Dan Ament, Financial Advisor with Morgan Stanley, joined KARE 11 Sunrise to highlight some legal documents you may want to consider with kids heading off to college.
Legal docs to consider for your adult “kids”
- Health care documents – Once your child reaches 18, you can no longer access his medical records or make medical decisions on their behalf without special legal documents.
- HIPAA authorization form – Based on a federal law that protects the privacy of medical records, a signed authorization form by your child will permit you to receive information from health care providers about their health and treatment.
- Health care power of attorney (POA) – A health care POA can name parents as “medical agents”, providing the ability to make medical decisions on your child’s behalf if they are unable to do so themselves.
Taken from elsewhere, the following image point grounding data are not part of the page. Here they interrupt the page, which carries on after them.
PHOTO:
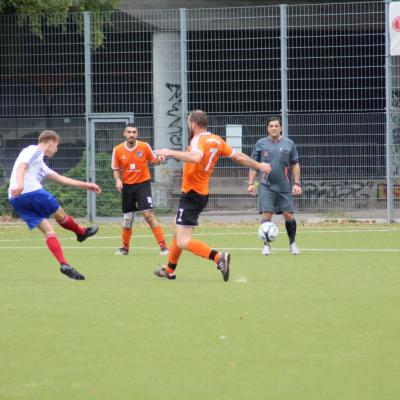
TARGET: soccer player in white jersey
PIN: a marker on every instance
(35, 205)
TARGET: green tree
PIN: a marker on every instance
(39, 13)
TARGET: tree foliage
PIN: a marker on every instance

The specific requirements of the document may vary by state.
- Durable power of attorney (POA) – You may also want to consider a durable power of attorney, especially if your child’s college is away from home. This would give you the authority to sign documents on your child’s behalf and handle any financial or legal matters while they are gone - such as managing financial accounts held in their name or filing a tax return on their behalf. You may elect to include an end date on the POA to limit the duration of this financial authority-providing document.
As always, if you are unsure regarding executing these legal documents for your child, seek the advice of a qualified attorney to assist.